Petroleum Company of Trinidad and Tobago Limited (Appellant) v Ryan and another (Respondents) (Trinidad and Tobago) [2017] UKPC 30

The respondent Claimants were diagnosed with pulmonary fibrosis and reactive airways disease respectively, which they attributed to emissions of hydrocarbon gases from land under the Appellant’s control. They sought compensation for their conditions by bringing actions in nuisance and negligence against the Defendant. The Defendant had accepted that there had been oil leaks, and had taken steps to prevent further leaks.
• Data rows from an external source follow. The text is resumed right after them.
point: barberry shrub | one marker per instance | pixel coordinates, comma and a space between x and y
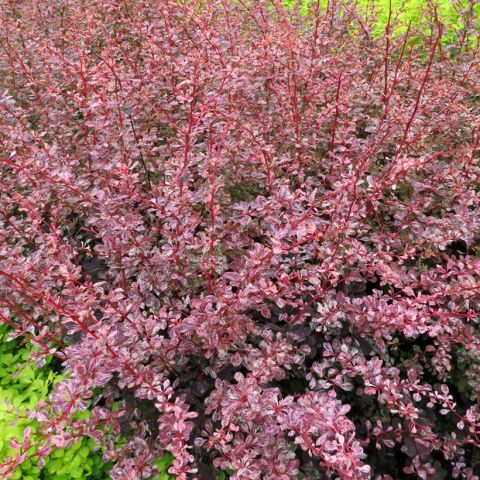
250, 235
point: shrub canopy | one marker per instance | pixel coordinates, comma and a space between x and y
250, 235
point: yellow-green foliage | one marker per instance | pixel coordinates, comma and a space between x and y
419, 13
22, 386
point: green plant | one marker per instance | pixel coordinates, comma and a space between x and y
22, 386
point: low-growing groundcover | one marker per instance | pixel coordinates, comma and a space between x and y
249, 234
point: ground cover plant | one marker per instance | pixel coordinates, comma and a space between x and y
249, 234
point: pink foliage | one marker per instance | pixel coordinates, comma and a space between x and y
250, 237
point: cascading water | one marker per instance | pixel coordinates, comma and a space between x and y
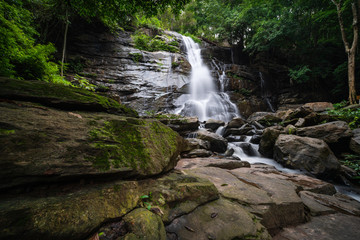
204, 100
265, 92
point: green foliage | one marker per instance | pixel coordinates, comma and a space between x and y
147, 43
352, 161
350, 115
146, 201
136, 57
196, 39
299, 74
244, 92
21, 57
82, 82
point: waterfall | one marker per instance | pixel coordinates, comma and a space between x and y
204, 101
265, 92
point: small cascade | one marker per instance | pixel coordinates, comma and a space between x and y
265, 92
204, 100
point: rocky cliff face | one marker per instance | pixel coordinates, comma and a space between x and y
153, 81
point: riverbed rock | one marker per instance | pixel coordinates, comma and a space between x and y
273, 200
268, 139
197, 153
328, 227
221, 219
337, 134
182, 125
144, 225
255, 139
236, 138
310, 154
247, 148
195, 143
236, 122
319, 106
320, 204
217, 143
75, 213
265, 118
42, 144
189, 163
243, 130
214, 124
61, 97
355, 141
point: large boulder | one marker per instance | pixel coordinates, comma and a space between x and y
221, 219
268, 139
310, 154
217, 143
236, 122
182, 125
195, 143
355, 141
61, 97
266, 119
328, 227
145, 225
75, 212
214, 124
337, 134
41, 144
319, 106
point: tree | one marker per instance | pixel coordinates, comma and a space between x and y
350, 50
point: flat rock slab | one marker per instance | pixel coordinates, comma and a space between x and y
329, 227
188, 163
221, 219
77, 213
275, 201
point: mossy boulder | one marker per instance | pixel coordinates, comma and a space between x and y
40, 144
145, 225
59, 96
78, 211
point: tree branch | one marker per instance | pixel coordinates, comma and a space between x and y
341, 23
355, 27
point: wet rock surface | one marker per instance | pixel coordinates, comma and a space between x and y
310, 154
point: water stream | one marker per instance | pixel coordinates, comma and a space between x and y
204, 100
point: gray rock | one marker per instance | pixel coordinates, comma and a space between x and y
214, 124
229, 152
319, 106
328, 227
234, 138
268, 139
255, 139
310, 154
355, 141
217, 143
236, 122
182, 125
247, 148
197, 153
265, 118
211, 221
336, 134
195, 143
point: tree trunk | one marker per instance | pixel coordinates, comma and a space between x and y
350, 51
64, 46
351, 77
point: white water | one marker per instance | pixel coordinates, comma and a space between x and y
238, 152
204, 100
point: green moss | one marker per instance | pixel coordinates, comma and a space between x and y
59, 95
131, 142
136, 57
6, 131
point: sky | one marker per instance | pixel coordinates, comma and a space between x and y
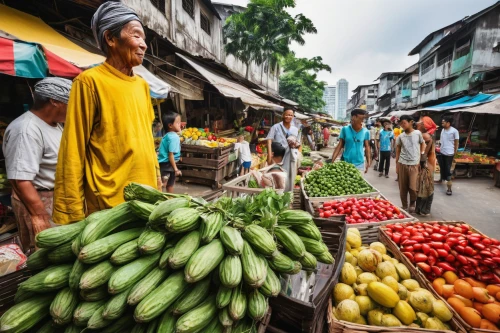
360, 39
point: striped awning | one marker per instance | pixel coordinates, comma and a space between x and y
31, 60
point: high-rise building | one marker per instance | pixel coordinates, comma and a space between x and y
341, 99
329, 98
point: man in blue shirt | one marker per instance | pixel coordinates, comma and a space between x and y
353, 138
170, 149
385, 144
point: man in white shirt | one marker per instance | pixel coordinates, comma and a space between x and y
449, 146
31, 146
245, 155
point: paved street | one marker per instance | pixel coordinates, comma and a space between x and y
475, 201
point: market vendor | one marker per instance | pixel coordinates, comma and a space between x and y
107, 141
30, 147
285, 134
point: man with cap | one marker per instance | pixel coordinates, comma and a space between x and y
31, 146
107, 141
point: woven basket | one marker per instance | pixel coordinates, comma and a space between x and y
368, 231
293, 315
428, 285
340, 326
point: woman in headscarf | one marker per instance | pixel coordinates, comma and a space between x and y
107, 141
425, 192
285, 134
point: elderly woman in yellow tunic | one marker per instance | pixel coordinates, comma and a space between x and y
107, 141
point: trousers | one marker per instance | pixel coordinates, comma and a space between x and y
445, 163
408, 180
385, 159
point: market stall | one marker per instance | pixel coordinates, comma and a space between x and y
109, 273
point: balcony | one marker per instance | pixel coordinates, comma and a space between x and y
443, 69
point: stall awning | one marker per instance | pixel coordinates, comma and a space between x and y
32, 29
486, 108
30, 60
463, 102
34, 49
230, 88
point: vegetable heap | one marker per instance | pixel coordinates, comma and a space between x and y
362, 210
336, 179
163, 263
476, 302
437, 248
376, 289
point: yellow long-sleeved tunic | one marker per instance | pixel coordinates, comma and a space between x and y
106, 143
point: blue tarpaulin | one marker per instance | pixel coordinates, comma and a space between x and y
463, 102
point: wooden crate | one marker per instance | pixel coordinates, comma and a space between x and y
428, 284
323, 199
368, 231
239, 186
292, 315
340, 326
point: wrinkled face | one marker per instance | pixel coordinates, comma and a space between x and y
176, 126
130, 47
60, 108
405, 124
288, 116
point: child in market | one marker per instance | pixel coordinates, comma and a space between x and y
245, 155
170, 150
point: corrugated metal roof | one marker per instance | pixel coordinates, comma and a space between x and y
230, 88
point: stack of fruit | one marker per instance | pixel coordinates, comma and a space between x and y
376, 289
477, 303
363, 210
440, 247
336, 179
162, 263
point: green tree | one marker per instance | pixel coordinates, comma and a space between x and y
264, 32
299, 82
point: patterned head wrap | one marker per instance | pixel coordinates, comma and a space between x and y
110, 15
54, 87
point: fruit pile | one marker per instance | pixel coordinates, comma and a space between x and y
378, 290
437, 248
336, 179
167, 263
361, 210
477, 303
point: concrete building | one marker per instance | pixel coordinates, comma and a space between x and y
365, 97
341, 98
461, 58
329, 95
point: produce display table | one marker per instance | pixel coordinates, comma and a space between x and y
340, 326
205, 165
421, 276
308, 315
469, 170
369, 231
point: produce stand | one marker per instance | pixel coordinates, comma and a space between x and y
339, 326
205, 165
293, 315
323, 199
368, 231
423, 279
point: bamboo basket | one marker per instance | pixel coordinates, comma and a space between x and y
368, 231
393, 246
323, 199
340, 326
293, 315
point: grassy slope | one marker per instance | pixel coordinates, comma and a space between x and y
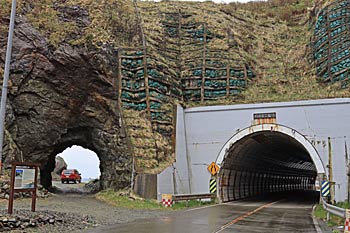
272, 37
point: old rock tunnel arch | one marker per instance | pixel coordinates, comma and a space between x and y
266, 158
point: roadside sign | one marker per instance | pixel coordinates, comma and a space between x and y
212, 186
213, 168
24, 177
347, 221
325, 191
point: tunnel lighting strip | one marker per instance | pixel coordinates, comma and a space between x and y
234, 221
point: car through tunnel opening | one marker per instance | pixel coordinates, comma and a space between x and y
264, 163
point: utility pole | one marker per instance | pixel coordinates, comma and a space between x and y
6, 78
330, 170
348, 168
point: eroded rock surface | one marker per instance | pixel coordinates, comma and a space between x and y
59, 97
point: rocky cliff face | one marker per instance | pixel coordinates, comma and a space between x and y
59, 97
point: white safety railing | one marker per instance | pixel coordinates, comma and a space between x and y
333, 209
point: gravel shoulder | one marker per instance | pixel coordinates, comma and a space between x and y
80, 212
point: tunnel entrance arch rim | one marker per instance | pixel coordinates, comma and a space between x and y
274, 128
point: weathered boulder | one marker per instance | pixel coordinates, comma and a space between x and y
59, 97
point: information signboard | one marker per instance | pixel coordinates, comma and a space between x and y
23, 179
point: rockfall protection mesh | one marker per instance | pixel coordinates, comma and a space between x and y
332, 43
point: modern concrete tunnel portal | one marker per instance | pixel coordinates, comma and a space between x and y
266, 158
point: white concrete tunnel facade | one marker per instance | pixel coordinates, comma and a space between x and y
313, 129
However, even on the Claimants’ own medical evidence, there were many possible causes of both of their conditions, and a link with hydrocarbon emissions had not been established. The Court of Appeal in Trinidad and Tobago had taken a flexible approach to causation, applying the Fairchild v Glenhaven Funeral Services line of case law: they held that on the basis of policy reasons the Court could and should draw inferences to bridge evidential gaps, and therefore held the Defendant liable on the basis that the emissions were a contributing factor to the Claimants’ conditions. The Privy Council held that this assumption was not supported by the evidence, and that there was no reason to depart from the usual ‘but for’ test of causation in this case. As a result, the appeal was allowed and the claims were dismissed.